Listening to LGBTQ People on Assisted Human Reproduction: Access to Reproductive Material, Services, and Facilities
in Regulating Creation: The Law, Ethics, and Policy of Assisted Human Reproduction, ed. Trudo Lemmens (University of Toronto Press, 2016) (Forthcoming)
32 Pages Posted: 28 Jun 2016
Date Written: June 24, 2016
This chapter aims to demonstrate a series of issues faced by lesbian, gay, bisexual, trans and queer [LGBTQ] people seeking assisted human reproduction [AHR] services. We write this as members of a qualitative, community-based study that has aimed to shed light on the experiences of LGBTQ people in Ontario, Canada who have used or have considered using AHR services to have biologically related children. In line with community-based research principles, this study was guided by an advisory committee of AHR service providers and service users. In total, sixty-six LGBTQ people from across Ontario were interviewed about their experiences with AHR services. Representing to our knowledge the largest project of its kind, this pilot study was conducted collaboratively by researchers at the Centre for Addiction and Mental Health, the Sherbourne Health Centre, and Osgoode Hall Law School.

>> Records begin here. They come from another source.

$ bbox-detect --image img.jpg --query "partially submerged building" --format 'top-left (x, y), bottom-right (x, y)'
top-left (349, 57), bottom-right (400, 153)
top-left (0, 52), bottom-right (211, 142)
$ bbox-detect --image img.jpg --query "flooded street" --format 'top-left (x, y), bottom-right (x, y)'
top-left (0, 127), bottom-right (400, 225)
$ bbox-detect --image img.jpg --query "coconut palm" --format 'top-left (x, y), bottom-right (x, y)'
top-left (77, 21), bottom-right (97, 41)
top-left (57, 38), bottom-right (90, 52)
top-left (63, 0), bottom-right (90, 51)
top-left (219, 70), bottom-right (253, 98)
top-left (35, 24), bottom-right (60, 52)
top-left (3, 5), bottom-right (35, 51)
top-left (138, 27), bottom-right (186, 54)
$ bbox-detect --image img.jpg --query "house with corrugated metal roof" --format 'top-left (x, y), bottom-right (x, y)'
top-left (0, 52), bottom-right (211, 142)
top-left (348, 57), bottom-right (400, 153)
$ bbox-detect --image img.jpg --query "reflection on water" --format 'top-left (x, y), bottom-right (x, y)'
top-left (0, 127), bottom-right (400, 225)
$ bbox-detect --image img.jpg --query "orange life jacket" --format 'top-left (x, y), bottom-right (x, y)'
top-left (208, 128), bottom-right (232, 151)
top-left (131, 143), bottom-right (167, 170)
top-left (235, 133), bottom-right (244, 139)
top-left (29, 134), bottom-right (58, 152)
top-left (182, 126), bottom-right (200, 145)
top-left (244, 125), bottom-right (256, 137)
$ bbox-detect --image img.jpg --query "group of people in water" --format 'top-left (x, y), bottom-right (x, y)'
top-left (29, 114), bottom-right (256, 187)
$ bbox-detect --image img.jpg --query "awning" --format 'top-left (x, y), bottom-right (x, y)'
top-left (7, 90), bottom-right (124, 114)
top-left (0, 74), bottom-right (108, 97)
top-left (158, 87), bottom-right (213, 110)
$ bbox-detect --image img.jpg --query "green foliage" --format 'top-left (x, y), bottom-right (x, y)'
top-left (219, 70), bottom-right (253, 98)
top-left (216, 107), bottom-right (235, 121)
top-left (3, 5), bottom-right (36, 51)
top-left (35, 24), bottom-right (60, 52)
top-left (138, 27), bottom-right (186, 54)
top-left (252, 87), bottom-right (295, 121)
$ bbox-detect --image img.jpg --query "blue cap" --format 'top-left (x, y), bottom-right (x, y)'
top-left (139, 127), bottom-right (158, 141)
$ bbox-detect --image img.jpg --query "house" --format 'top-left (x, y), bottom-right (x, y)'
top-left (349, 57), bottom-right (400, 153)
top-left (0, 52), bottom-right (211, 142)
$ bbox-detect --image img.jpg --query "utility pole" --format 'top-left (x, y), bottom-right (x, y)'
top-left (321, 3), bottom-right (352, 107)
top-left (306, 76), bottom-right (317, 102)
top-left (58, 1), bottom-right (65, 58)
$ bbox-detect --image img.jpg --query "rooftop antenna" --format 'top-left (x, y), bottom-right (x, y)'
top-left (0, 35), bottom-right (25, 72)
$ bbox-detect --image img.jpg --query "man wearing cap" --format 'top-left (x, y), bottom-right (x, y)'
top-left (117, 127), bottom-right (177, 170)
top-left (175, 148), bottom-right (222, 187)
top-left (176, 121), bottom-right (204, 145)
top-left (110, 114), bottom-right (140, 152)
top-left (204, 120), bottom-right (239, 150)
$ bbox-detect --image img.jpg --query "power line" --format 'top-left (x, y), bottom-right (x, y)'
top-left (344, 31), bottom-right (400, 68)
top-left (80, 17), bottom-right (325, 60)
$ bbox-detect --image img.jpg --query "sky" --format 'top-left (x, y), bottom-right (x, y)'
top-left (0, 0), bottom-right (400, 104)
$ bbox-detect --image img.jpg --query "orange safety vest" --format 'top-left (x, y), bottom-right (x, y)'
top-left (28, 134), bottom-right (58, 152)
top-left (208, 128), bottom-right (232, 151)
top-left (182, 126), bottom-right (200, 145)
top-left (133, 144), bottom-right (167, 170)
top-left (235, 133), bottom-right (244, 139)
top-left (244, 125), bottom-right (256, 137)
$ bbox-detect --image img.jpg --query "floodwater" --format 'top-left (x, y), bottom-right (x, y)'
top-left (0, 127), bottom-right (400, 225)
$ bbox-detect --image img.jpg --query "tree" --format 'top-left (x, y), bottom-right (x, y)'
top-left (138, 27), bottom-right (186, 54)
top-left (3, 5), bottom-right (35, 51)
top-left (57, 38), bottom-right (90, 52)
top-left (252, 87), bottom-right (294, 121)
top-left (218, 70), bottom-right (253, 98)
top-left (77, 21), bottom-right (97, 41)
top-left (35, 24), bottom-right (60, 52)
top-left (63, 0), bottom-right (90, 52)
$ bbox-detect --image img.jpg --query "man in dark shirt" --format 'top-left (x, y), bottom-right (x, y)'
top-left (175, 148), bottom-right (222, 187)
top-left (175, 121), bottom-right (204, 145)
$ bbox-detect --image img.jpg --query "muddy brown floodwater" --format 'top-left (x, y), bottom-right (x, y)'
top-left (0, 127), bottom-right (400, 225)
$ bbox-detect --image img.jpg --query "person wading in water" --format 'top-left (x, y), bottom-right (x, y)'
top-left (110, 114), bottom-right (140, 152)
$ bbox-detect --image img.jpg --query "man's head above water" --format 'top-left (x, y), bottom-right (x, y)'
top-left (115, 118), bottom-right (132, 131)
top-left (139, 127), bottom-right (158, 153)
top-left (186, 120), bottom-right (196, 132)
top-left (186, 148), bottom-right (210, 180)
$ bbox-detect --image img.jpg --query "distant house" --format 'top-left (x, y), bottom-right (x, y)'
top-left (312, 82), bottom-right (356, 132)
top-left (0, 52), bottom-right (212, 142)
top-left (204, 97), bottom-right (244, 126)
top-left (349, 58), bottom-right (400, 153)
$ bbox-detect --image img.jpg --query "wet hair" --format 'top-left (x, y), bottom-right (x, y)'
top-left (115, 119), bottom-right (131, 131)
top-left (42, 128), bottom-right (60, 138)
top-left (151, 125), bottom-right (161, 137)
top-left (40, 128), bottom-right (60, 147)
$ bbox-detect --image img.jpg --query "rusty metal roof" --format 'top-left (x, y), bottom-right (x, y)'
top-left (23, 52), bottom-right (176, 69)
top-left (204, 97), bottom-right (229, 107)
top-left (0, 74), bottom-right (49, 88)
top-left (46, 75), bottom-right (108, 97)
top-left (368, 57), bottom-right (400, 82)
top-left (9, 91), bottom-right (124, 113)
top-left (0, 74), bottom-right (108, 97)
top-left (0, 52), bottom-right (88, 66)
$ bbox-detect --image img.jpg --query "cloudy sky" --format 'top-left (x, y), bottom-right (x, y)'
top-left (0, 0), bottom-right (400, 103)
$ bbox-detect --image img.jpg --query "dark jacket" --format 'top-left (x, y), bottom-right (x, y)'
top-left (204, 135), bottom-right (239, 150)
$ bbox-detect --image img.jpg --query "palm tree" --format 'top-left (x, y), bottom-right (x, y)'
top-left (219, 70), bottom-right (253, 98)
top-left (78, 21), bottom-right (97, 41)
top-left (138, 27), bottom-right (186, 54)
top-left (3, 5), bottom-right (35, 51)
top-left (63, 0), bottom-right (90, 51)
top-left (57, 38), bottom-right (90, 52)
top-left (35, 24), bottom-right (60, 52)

Based on this research, we point out the gaps and limitations in the current regulatory framework and offer suggestions to ensure a more equitable access and utilization of AHR services by LGBTQ people in Canada. The chapter draws upon data from the “Creating Our Families” study to demonstrate how reproductive policy affects LGBTQ people in distinctive ways. Although there are other areas of law that impact how LGBTQ people access and use AHR services, this chapter takes up the pressing consideration of access to reproductive materials, services, and facilities. Our research shows that questions of access pose unique challenges for LGBTQ people accessing AHR, few of which have been addressed within Canadian case law or legislation. In highlighting these areas of inequality and differential access to reproductive assistance and materials, we hope to encourage future developments in AHR legislation to take into account the specific concerns of LGBTQ parents and parents-to-be.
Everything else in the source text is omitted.